Failure to Prevent Accident Hazards and Ensure Safe Supervision for High-Risk Residents
Penalty
Summary
The facility failed to ensure that accident hazards were minimized and that adequate supervision and assistance were provided to prevent accidents for two residents identified as being at high risk for falls. One resident, who was cognitively intact and had diagnoses including heart failure, arthritis, and chronic obstructive pulmonary disease, required supervision or assistance for mobility and transfers. Despite being assessed as high risk for falls and having a care plan specifying the need for safe transfer and supervision, this resident was observed being transported by a nursing assistant while seated on a four-wheeled walker, which was used as a transportation device against manufacturer warnings. The nursing assistant admitted to routinely transporting the resident in this manner and was unaware that this practice was unsafe and not permitted. Another resident, who had severe cognitive impairment and required extensive assistance with activities of daily living, had a history of multiple falls in the facility.

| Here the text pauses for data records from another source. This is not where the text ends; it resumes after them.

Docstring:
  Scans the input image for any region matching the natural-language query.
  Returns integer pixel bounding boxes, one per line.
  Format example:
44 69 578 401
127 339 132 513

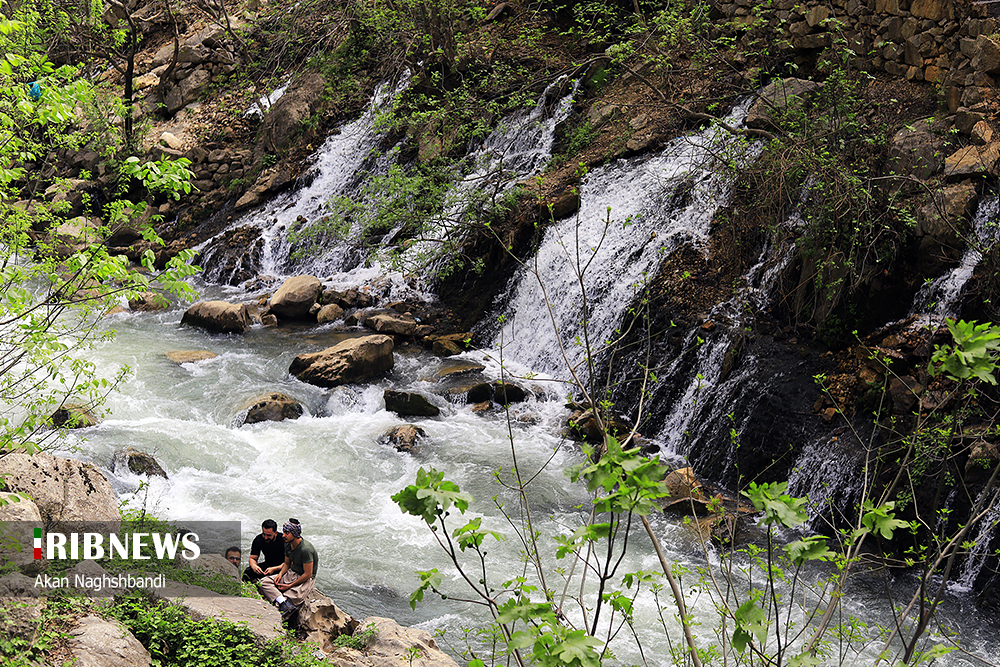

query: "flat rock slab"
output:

The resident's care plan included specific interventions such as ensuring the walker was within reach at all times to prevent self-transfers and falls. However, during multiple observations, the resident's walker was found out of reach, positioned several feet away from the resident while seated in a recliner. Staff interviews confirmed that the walker should have been within reach, and the resident was at continued risk for falls due to this oversight. Facility policies required individualized fall risk assessments and implementation of care plan interventions to minimize fall risk, as well as safe handling and transfer procedures. Despite these policies, the facility did not consistently implement or monitor the required interventions for residents at high risk for falls, resulting in unsafe practices and failure to provide adequate supervision and accident prevention.